Имажинисты, считавшие образ основой художественного текста, метафорировали, например, так: "мельница, бревенчатая птица", не позволяя себе роскоши чистого символа, деревянной птицы, не окольцованной пояснением. Читатель уже спал.
*nbsp;nbsp;*nbsp;nbsp;*
Мой последний пример - тоже кинематографический. Фильм Йозефа Вильсмайера "Спящий брат". История возвращает нас на первый круг - в серый скандинавский пейзаж, в обыденную, продрогшую реальность, слякоть, кровь, слизь, боль - контекст, которого не чуралась средневековая сага. Из контекста произрастает герой - уникальный мальчик, наделенный мучительным талантом слышать все звуки земли. Он не только их слышит, он не только их усиливает для неслышащих (контекст хоть и саговый, но современный). Мальчик играет на органе, не зная канонов музыкальной культуры и нотной грамоты. Он преобразует звуки реальности в символы, в метафоры музыкальных звуков, чтобы в этом виде донести их до человечества, уже воспитанного на производной от мира. Не на образе (образ заставляет сознание бдить) - на обычае, на привычном, спокойном благозвучии. Пробуждение слишком обременительно. "Человек - символ. Вникни в него, иначе ты заснешь". Мальчик прослышал реальность насквозь. Он не стал спать. Он перестал спать за всех спящих братьев. Вот так, с воспаленными глазами, он сиял на холме - проводник земных сущностей к небесным, художественным высотам метафор.

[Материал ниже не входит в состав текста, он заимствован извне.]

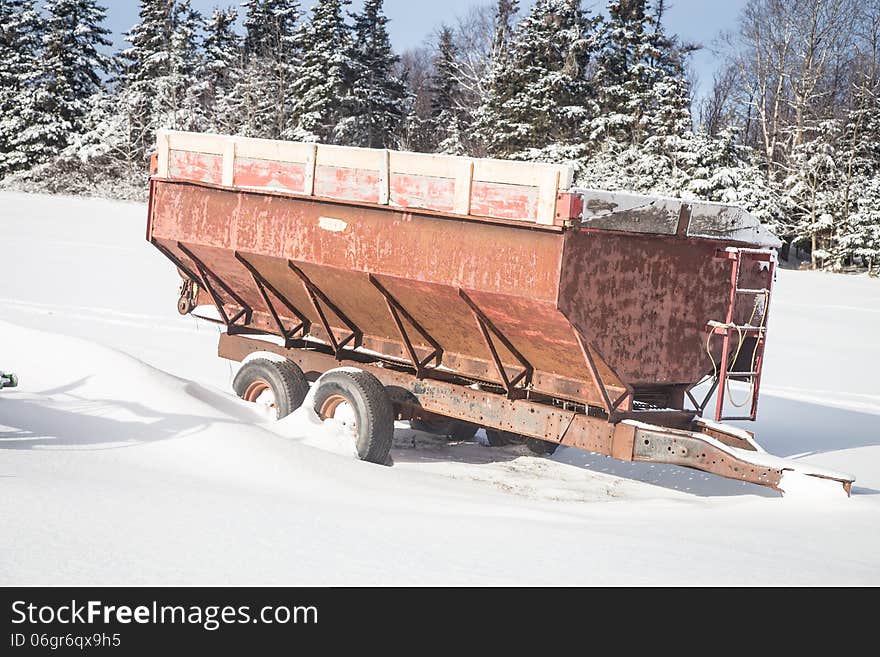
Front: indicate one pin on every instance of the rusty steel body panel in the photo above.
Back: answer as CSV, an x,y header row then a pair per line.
x,y
639,303
581,336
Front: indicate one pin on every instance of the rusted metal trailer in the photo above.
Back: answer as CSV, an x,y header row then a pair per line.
x,y
463,293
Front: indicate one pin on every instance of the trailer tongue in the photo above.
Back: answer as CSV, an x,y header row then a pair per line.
x,y
489,293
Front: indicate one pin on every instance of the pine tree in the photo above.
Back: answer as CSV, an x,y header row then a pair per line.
x,y
158,80
505,13
813,188
221,70
264,96
643,89
376,99
446,114
73,66
857,236
21,32
539,95
322,73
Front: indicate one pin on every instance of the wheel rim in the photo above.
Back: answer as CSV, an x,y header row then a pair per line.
x,y
260,392
339,409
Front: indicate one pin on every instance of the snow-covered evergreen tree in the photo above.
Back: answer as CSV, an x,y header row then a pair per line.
x,y
376,100
221,70
505,14
813,187
540,95
322,73
21,33
640,77
73,65
263,98
159,82
446,112
858,234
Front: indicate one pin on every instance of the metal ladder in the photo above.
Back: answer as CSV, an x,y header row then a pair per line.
x,y
729,328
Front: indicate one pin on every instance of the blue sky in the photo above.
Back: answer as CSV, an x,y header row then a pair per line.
x,y
414,21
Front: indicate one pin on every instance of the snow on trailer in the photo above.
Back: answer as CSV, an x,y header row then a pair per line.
x,y
465,293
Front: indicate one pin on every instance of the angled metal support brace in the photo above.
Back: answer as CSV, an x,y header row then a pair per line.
x,y
487,329
397,310
195,278
245,312
264,287
317,298
611,407
700,407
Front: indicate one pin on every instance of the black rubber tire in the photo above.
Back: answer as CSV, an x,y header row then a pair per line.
x,y
462,431
373,410
541,447
285,378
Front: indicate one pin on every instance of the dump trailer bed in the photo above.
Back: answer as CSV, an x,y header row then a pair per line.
x,y
490,292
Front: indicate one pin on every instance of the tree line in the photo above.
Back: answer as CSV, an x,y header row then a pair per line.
x,y
790,130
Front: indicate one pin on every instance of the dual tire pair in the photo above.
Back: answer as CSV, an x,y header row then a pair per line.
x,y
282,385
370,411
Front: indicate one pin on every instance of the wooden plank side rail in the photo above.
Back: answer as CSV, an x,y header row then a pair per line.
x,y
523,191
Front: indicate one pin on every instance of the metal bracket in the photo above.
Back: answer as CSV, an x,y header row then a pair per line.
x,y
487,328
246,311
264,287
315,295
611,407
396,310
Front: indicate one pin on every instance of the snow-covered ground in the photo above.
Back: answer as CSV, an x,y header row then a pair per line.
x,y
125,459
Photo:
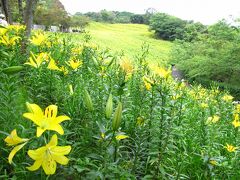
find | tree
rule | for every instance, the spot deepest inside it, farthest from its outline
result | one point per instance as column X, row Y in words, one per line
column 137, row 19
column 52, row 12
column 20, row 9
column 213, row 56
column 107, row 16
column 6, row 10
column 167, row 27
column 80, row 21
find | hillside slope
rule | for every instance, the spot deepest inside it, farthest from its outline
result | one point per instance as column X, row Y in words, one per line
column 129, row 38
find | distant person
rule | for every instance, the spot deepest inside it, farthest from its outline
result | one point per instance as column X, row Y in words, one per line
column 3, row 22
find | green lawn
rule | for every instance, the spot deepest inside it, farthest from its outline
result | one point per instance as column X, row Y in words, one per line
column 129, row 38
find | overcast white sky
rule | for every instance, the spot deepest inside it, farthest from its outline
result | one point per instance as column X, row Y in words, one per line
column 205, row 11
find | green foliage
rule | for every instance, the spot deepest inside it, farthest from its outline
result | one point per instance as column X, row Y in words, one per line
column 80, row 21
column 51, row 13
column 214, row 56
column 127, row 39
column 171, row 28
column 156, row 128
column 137, row 19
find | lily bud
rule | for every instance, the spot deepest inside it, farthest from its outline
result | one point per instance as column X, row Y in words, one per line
column 117, row 117
column 109, row 107
column 87, row 100
column 12, row 69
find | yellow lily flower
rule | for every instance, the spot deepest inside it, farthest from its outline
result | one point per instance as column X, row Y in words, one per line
column 121, row 136
column 213, row 119
column 64, row 70
column 140, row 121
column 7, row 41
column 148, row 83
column 204, row 105
column 127, row 66
column 74, row 64
column 237, row 108
column 53, row 66
column 48, row 156
column 230, row 148
column 13, row 140
column 227, row 98
column 16, row 28
column 39, row 38
column 70, row 89
column 3, row 31
column 236, row 122
column 47, row 120
column 36, row 61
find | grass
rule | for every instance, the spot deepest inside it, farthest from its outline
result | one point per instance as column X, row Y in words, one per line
column 129, row 39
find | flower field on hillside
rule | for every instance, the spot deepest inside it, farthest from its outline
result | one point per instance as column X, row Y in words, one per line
column 72, row 110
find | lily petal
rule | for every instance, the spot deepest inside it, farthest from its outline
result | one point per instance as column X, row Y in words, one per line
column 36, row 165
column 57, row 127
column 60, row 119
column 37, row 154
column 14, row 151
column 61, row 150
column 51, row 111
column 49, row 165
column 53, row 141
column 60, row 159
column 40, row 131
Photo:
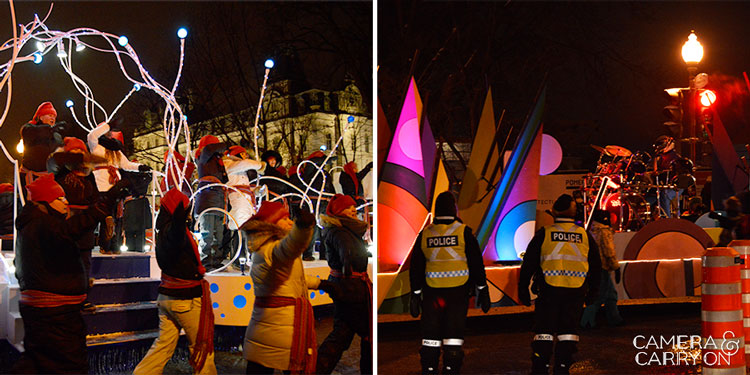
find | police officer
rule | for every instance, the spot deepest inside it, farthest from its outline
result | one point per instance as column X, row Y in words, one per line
column 559, row 258
column 446, row 265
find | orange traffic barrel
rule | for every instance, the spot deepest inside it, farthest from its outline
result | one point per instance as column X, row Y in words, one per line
column 721, row 313
column 743, row 248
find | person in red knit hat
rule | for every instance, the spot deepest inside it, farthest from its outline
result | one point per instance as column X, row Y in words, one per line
column 40, row 138
column 211, row 170
column 184, row 298
column 71, row 170
column 281, row 332
column 346, row 251
column 52, row 279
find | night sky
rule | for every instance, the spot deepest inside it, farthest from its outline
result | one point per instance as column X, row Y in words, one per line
column 151, row 29
column 608, row 64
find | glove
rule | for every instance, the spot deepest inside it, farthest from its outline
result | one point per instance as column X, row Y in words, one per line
column 415, row 304
column 110, row 143
column 483, row 298
column 523, row 295
column 333, row 289
column 119, row 191
column 305, row 219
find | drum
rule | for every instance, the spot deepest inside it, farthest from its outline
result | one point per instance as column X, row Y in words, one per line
column 682, row 172
column 628, row 211
column 638, row 163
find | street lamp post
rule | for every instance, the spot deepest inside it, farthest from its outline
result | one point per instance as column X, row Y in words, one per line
column 692, row 53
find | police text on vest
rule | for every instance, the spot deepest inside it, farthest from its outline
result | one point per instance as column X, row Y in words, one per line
column 567, row 237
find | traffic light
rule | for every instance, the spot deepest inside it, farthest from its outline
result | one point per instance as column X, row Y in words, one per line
column 705, row 100
column 673, row 112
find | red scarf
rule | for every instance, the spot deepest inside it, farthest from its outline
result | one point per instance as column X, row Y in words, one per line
column 364, row 276
column 304, row 351
column 204, row 342
column 38, row 298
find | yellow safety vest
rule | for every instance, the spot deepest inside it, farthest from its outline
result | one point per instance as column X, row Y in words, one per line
column 565, row 254
column 444, row 249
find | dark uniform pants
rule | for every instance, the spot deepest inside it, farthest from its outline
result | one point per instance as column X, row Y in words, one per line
column 557, row 314
column 54, row 341
column 443, row 324
column 352, row 316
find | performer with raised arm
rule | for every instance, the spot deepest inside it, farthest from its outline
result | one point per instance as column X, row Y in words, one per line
column 108, row 145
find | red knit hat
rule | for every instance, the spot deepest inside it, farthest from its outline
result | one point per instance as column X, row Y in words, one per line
column 73, row 143
column 205, row 141
column 118, row 136
column 45, row 189
column 271, row 212
column 338, row 204
column 236, row 150
column 173, row 198
column 45, row 108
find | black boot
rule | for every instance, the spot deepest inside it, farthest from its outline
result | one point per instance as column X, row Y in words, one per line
column 453, row 357
column 430, row 358
column 564, row 356
column 541, row 351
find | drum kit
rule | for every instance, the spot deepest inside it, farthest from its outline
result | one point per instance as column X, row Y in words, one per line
column 624, row 183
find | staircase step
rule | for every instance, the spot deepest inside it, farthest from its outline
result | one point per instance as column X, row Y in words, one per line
column 120, row 337
column 114, row 291
column 120, row 266
column 130, row 317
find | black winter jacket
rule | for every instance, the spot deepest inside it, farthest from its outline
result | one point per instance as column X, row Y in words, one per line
column 39, row 141
column 345, row 249
column 47, row 257
column 174, row 252
column 477, row 275
column 210, row 164
column 79, row 190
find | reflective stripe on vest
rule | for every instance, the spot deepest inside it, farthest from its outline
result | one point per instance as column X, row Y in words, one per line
column 444, row 249
column 565, row 253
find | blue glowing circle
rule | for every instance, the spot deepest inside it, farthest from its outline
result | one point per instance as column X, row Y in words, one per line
column 240, row 301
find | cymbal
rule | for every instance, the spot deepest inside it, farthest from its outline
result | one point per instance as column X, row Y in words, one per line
column 601, row 149
column 618, row 151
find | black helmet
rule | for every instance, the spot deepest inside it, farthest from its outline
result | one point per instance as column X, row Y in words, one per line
column 662, row 143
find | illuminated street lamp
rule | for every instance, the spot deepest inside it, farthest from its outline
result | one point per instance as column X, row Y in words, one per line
column 692, row 53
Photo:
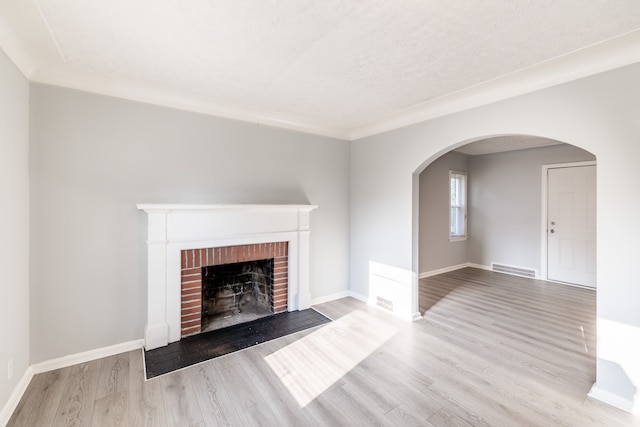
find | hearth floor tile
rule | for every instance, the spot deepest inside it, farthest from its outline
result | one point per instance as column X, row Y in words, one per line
column 199, row 348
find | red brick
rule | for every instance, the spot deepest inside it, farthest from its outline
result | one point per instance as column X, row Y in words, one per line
column 185, row 311
column 190, row 331
column 192, row 316
column 190, row 304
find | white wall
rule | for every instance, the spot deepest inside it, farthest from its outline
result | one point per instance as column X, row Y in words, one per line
column 600, row 114
column 14, row 225
column 95, row 157
column 505, row 202
column 436, row 251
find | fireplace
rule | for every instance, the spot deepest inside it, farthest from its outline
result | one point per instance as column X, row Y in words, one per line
column 198, row 236
column 228, row 285
column 236, row 293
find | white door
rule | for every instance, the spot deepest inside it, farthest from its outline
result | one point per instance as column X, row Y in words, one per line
column 571, row 225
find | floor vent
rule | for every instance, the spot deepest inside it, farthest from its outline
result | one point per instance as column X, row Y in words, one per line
column 516, row 271
column 385, row 303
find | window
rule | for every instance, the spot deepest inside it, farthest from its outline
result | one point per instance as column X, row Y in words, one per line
column 458, row 205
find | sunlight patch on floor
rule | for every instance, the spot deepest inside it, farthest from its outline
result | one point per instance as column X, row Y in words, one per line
column 315, row 362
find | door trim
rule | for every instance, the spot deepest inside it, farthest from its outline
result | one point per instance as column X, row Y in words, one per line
column 543, row 217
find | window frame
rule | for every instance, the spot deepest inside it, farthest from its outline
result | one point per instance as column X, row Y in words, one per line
column 462, row 178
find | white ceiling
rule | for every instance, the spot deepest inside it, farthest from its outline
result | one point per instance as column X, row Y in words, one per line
column 499, row 144
column 340, row 68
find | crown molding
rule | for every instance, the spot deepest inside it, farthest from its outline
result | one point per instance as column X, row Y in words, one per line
column 27, row 42
column 118, row 87
column 594, row 59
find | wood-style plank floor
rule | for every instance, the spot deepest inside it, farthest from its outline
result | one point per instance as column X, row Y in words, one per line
column 492, row 350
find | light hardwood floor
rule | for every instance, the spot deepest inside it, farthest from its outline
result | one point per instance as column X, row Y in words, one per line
column 492, row 350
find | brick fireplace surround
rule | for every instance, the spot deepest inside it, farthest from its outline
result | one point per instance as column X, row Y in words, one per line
column 180, row 234
column 192, row 261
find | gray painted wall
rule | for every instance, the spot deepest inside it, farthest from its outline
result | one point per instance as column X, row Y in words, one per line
column 95, row 157
column 600, row 114
column 506, row 204
column 14, row 225
column 436, row 251
column 504, row 212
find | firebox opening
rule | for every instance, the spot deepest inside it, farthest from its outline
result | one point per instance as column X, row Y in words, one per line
column 236, row 293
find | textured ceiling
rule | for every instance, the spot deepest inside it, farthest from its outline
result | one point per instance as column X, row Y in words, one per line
column 339, row 64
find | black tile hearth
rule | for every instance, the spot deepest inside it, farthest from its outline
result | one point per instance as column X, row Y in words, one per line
column 199, row 348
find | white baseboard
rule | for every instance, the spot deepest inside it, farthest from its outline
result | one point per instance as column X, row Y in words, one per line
column 16, row 395
column 613, row 400
column 339, row 295
column 331, row 297
column 452, row 268
column 86, row 356
column 60, row 362
column 359, row 297
column 480, row 266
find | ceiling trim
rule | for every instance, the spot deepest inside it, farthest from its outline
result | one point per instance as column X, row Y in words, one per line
column 147, row 93
column 34, row 53
column 604, row 56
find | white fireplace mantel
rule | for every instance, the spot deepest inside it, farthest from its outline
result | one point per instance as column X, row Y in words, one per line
column 176, row 227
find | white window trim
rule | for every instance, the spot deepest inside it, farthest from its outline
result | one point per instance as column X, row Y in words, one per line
column 465, row 236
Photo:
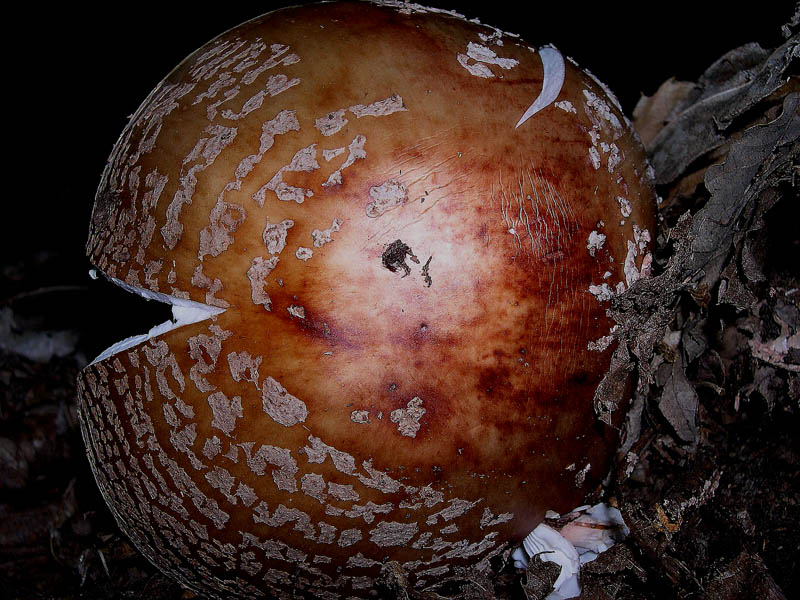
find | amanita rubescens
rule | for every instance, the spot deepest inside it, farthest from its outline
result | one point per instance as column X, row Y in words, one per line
column 390, row 236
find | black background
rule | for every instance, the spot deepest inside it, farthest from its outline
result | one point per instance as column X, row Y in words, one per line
column 74, row 75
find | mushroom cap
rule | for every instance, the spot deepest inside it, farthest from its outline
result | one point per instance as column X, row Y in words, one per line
column 410, row 291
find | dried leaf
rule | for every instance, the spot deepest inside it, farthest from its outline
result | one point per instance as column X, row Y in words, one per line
column 678, row 403
column 733, row 85
column 653, row 112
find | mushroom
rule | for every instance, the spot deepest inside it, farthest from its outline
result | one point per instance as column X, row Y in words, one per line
column 378, row 227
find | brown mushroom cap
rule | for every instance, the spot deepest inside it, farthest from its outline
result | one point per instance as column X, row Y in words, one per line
column 414, row 295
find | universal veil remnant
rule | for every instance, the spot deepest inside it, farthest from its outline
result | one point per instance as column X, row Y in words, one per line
column 389, row 236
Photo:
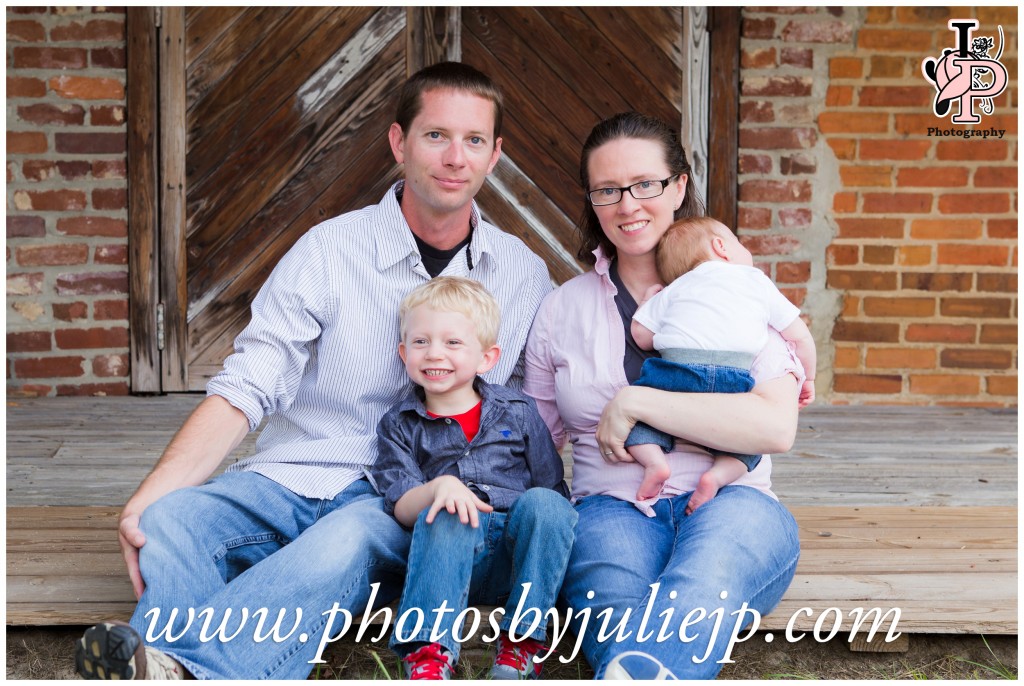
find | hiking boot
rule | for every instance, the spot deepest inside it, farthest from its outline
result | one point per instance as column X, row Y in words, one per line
column 635, row 666
column 115, row 650
column 515, row 660
column 431, row 661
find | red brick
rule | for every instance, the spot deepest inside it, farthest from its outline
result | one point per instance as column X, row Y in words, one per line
column 788, row 86
column 774, row 191
column 25, row 87
column 972, row 149
column 25, row 31
column 972, row 254
column 894, row 149
column 861, row 281
column 755, row 164
column 976, row 203
column 110, row 366
column 795, row 217
column 107, row 226
column 817, row 32
column 976, row 307
column 757, row 58
column 793, row 272
column 918, row 281
column 998, row 333
column 977, row 358
column 1003, row 177
column 48, row 368
column 1001, row 228
column 110, row 199
column 759, row 28
column 867, row 383
column 74, row 339
column 1001, row 385
column 771, row 245
column 36, row 256
column 895, row 40
column 93, row 389
column 29, row 341
column 26, row 142
column 896, row 358
column 932, row 177
column 91, row 143
column 111, row 309
column 113, row 115
column 899, row 306
column 111, row 255
column 945, row 384
column 802, row 57
column 940, row 333
column 989, row 283
column 26, row 227
column 25, row 284
column 103, row 283
column 754, row 218
column 70, row 311
column 49, row 201
column 96, row 30
column 756, row 111
column 87, row 88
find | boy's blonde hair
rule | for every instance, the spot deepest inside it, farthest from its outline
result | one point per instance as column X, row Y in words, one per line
column 685, row 245
column 455, row 294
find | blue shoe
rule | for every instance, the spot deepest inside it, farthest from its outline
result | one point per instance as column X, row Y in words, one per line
column 635, row 666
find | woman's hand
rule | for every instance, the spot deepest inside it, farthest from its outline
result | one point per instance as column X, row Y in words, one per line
column 614, row 426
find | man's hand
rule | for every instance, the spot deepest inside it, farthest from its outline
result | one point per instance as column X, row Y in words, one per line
column 131, row 539
column 455, row 497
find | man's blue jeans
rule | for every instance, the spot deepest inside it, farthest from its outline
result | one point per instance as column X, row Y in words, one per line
column 242, row 541
column 455, row 563
column 741, row 543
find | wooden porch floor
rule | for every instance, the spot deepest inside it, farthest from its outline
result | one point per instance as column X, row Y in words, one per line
column 898, row 507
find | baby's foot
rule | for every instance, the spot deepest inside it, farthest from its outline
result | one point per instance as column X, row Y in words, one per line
column 708, row 487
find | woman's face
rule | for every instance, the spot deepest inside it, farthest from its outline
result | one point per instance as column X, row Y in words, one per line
column 634, row 226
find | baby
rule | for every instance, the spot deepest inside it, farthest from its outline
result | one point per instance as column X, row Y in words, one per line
column 708, row 324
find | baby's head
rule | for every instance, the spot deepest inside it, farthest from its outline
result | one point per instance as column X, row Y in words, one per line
column 691, row 241
column 449, row 331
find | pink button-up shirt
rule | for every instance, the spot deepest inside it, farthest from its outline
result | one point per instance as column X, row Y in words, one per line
column 574, row 368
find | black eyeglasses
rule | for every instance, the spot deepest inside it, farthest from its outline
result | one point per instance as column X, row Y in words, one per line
column 640, row 190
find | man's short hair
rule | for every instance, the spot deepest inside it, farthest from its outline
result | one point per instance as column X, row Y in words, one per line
column 685, row 245
column 446, row 76
column 455, row 294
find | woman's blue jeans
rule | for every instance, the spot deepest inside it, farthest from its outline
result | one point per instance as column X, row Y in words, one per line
column 454, row 563
column 242, row 541
column 741, row 543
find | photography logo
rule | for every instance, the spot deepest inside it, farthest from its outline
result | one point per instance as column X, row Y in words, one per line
column 966, row 73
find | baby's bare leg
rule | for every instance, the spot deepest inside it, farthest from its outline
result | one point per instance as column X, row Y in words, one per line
column 655, row 469
column 722, row 473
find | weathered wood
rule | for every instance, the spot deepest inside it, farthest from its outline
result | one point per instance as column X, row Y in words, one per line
column 143, row 194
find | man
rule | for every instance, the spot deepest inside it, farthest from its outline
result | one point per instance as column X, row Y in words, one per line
column 297, row 527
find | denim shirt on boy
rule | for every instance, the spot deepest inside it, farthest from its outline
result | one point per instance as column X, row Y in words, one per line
column 512, row 451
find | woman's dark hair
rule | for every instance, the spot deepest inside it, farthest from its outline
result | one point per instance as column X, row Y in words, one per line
column 631, row 125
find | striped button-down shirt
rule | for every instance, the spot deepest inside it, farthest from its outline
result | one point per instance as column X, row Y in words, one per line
column 320, row 355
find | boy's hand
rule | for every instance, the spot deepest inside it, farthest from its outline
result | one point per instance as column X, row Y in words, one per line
column 806, row 393
column 456, row 497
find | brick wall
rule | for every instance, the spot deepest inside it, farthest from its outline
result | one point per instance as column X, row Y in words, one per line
column 67, row 199
column 900, row 248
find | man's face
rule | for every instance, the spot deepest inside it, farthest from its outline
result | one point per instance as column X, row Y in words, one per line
column 448, row 151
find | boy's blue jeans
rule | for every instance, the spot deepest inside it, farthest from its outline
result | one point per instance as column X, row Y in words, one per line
column 692, row 372
column 454, row 563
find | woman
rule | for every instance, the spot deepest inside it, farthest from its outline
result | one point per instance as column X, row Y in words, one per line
column 655, row 573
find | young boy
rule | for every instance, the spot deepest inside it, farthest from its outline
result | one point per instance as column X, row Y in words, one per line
column 708, row 324
column 471, row 468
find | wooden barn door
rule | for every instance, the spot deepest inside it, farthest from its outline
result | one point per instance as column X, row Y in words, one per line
column 269, row 120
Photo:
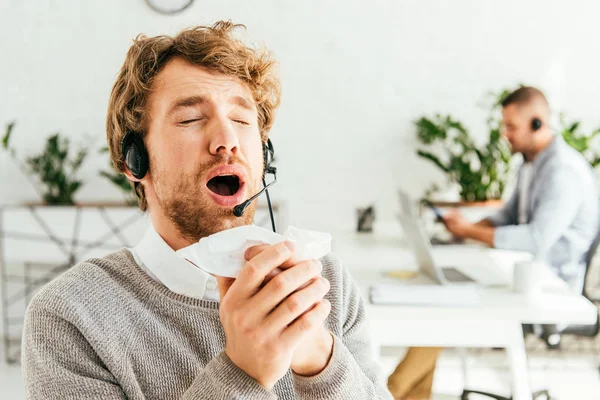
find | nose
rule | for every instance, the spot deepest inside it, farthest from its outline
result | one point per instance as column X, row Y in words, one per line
column 224, row 139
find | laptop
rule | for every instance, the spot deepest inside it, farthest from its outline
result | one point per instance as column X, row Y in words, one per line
column 485, row 270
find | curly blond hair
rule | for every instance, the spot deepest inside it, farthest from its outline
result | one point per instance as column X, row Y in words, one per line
column 212, row 47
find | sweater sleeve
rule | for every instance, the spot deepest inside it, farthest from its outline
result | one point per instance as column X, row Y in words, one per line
column 352, row 372
column 59, row 363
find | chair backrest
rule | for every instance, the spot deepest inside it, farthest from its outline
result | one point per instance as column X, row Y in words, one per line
column 589, row 258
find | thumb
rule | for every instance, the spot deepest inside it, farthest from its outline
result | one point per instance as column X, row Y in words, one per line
column 224, row 284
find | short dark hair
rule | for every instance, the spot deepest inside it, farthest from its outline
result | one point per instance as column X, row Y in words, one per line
column 523, row 95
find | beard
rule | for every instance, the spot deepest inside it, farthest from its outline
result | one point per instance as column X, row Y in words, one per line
column 186, row 204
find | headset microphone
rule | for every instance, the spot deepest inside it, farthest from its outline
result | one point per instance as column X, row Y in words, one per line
column 239, row 210
column 268, row 153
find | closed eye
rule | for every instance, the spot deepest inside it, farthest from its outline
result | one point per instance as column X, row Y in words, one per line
column 189, row 121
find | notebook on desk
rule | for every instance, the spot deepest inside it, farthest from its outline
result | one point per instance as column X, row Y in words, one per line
column 424, row 295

Кинематограф в сегодняшней культурной среде играет ту же - главную - роль, что площадное и словесное искусство в Средние века. Захочет усыпить - поляжет повальное большинство, как при пандемии гриппа. Захочет разбудить - глобальная массовка в его кадре. Киношными примерами мне захотелось растолкать основное большинство. Конечно, работой с живой реальностью, осмыслением ее в образах, новым ее поименованием занимается сейчас и словесность. И словесность эта прорастает вне поля fiction-литературы. Увы, но это так, пока не развеются последние чары постмодернистского кумара. Это эссеистическая словесность работает сейчас на пограничье смежных гуманитарных дисциплин (междисциплинарность, кстати, была присуща именно Средневековью). В отличие от глубокого бурения специализаций эссеистика стремится обозреть весь смысловой объем, потому что именно совокупность разнообразных измерений реальности позволяет с меньшим количеством погрешностей описать естественную гармонию бытия. Эссеистика как основной жанр, связывающий современное художественное сознание и реальность, заявила о себе и на ярмарке "non fiction". Но дело в том, что точные, изобретательные и вместе с тем изысканные опыты больше остальных проектов уместны именно на этой ярмарке. Ясно, что должно пройти немереное количество времени, чтобы массовый читатель научился не спать на столь виртуозно высоком уровне. Пока же мне хотелось бы, чтобы "Исландские саги" перестали отпугивать потребителя академической избранностью, присущей участникам интеллектуальных бомондов, и перешли в привычную категорию вменяемого развлечения, коим они и являлись для наших не столь интеллектуальных предков. Читать саги можно с удовольствием, страхом, нетерпением и радостью. Ясно, не для того, чтобы вернуться в средневековую реальность. И не для того, чтобы организованно эмигрировать в Исландию. Нашей реальности никто не отменял. Саги - не только авантюры, боевики и триллеры, они - хорошая подготовка к пробуждению. К открытости символам реальности, не менее неказистой, но и такой же неисчерпаемо-многосмысленной, как у средневековых исландцев. И, может, это начало пути к узнаванию и приятию новых, открытых реальности типов литератур.